Autour de Claude-Joseph Vernet. La Marine à voile de 1650 à 1890 PDF

Cette page est en semi-protection longue. Schéma classique du commerce triangulaire entre l’Afrique, les Amériques et l’Autour de Claude-Joseph Vernet. La Marine à voile de 1650 à 1890 PDF. Les flèches sur la carte représentant le  commerce triangulaire  conduisent également à ne considérer l’Afrique et l’Amérique qu’au travers d’escales, plus ou moins secondaires dans l’organisation et la logique du trafic. On mésestime ainsi lourdement l’importance du continent noir, où les captifs étaient  produits , transportés, parqués et estimés par des négriers noirs.


Outre les traites orientales et internes à l’Afrique, on oublie enfin les trafics océaniques ne s’inscrivant nullement dans un triangle. Celui reliant le Brésil à l’Afrique, et notamment à l’Angola, fut essentiel car il fit transiter la plus grande partie des captifs de la traite atlantique. Les armateurs négriers ne se livraient pas uniquement à la traite, mais aussi à d’autres activités, moins spéculatives, comme l’assurance, la droiture vers les îles ou la pêche à la morue. Ils occupaient souvent une place très importante dans les sociétés portuaires et ils étaient très influents.

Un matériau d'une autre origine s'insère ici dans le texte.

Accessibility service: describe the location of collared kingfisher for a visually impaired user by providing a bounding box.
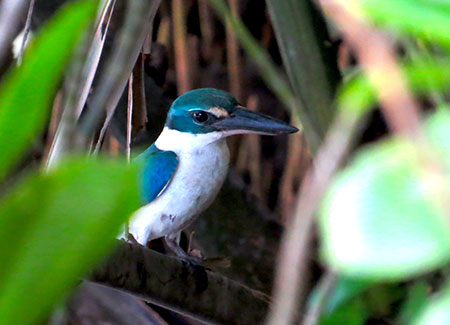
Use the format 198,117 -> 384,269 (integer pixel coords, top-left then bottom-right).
129,88 -> 298,258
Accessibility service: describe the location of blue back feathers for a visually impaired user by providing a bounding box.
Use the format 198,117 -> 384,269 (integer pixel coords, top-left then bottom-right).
166,88 -> 239,133
136,144 -> 178,204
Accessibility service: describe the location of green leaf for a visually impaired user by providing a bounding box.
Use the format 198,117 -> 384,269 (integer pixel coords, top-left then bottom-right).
0,160 -> 139,324
266,0 -> 341,154
397,281 -> 428,325
308,276 -> 373,315
361,0 -> 450,46
0,0 -> 97,180
318,297 -> 369,325
410,285 -> 450,325
319,111 -> 450,281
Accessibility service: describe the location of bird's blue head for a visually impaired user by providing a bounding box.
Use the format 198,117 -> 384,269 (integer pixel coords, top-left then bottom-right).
166,88 -> 298,135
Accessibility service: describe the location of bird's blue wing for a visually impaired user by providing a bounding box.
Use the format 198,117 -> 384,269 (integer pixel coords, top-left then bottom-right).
136,144 -> 178,204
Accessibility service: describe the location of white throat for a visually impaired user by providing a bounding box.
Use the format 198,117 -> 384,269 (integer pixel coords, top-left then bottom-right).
155,126 -> 227,153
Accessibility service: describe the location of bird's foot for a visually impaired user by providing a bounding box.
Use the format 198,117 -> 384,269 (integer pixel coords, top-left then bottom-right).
165,236 -> 204,266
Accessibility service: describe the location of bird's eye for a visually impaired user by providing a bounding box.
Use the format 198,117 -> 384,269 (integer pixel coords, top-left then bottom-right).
192,111 -> 208,123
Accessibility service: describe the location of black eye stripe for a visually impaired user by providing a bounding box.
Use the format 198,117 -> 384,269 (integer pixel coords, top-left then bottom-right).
191,111 -> 209,123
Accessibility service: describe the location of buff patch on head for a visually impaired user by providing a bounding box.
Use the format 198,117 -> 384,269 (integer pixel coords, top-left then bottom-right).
207,107 -> 230,118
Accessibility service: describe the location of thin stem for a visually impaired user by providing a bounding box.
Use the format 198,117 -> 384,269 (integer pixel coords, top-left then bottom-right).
17,0 -> 35,65
268,111 -> 362,325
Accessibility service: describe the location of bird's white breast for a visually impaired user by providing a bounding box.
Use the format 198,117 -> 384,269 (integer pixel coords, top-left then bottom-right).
129,128 -> 230,245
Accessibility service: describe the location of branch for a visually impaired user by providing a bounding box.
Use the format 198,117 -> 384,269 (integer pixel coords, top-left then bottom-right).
63,281 -> 167,325
91,243 -> 269,324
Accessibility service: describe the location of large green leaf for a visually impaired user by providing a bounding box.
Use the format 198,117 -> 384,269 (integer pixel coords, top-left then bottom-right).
0,160 -> 139,324
0,0 -> 97,180
361,0 -> 450,46
320,110 -> 450,280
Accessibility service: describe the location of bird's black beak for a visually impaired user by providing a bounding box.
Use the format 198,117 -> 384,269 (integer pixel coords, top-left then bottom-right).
212,106 -> 298,135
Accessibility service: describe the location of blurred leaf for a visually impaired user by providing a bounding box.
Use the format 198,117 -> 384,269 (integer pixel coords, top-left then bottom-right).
410,285 -> 450,325
318,297 -> 369,325
266,0 -> 341,153
210,0 -> 300,123
0,0 -> 97,180
308,276 -> 373,315
0,160 -> 139,324
319,111 -> 450,280
397,281 -> 428,325
338,57 -> 450,116
361,0 -> 450,46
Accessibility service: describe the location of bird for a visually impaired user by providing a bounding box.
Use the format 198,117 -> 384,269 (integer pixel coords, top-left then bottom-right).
128,88 -> 298,259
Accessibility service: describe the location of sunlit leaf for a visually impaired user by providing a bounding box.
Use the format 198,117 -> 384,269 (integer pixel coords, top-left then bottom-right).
361,0 -> 450,46
318,297 -> 369,325
308,276 -> 373,315
0,0 -> 97,179
0,160 -> 139,324
320,111 -> 450,280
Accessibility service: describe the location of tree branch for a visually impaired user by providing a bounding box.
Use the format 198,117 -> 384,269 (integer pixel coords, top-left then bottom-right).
91,243 -> 269,324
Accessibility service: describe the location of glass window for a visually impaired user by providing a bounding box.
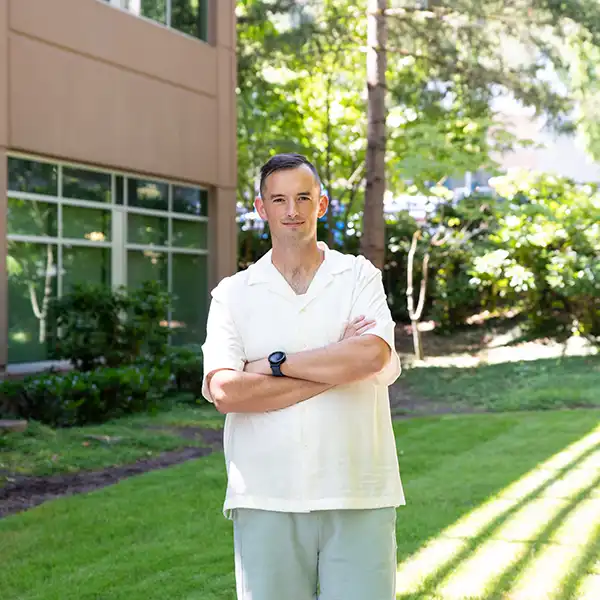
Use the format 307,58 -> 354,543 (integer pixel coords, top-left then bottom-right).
61,246 -> 111,292
62,167 -> 111,203
171,254 -> 208,345
6,240 -> 57,363
127,178 -> 169,210
8,156 -> 58,196
172,219 -> 208,250
127,250 -> 168,289
171,0 -> 208,41
63,206 -> 112,242
115,175 -> 125,206
173,185 -> 208,217
7,198 -> 58,237
127,213 -> 169,246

Elle était trois fois supérieure à celle d’un bâtiment de même tonnage filant en droiture vers les îles. Pour financer leur expédition, les armateurs partageaient les risques financiers. Ils faisaient appel à un certain nombre de personnes pour prendre des parts dans l’entreprise. Appelés actionnaires ou associés, ces derniers pouvaient être très nombreux. Le choix du navire dépendait de la stratégie de l’armateur. Si celui-ci optait pour un voyage rapide alors le voilier devait être fin et rapide.

S’il voulait se montrer économe, un navire en fin de carrière pouvait convenir. Le tonnage moyen du négrier était souvent supérieur à celui des navires destinés à la droiture vers les îles. Il devait être polyvalent, c’est-à-dire, être capable de contenir des marchandises comme des captifs. 40 kilos de vivres par personne. La hauteur de l’entrepont devait être comprise entre 1,40 et 1,70 mètre. L’entrepont servait de parcs à esclaves et avec cette hauteur, les négriers augmentaient la surface disponible en installant des plates-formes à mi-hauteur sur les côtés, sur une largeur de 1,90 mètre. En effet, de nombreux produits de traite étaient relativement chers.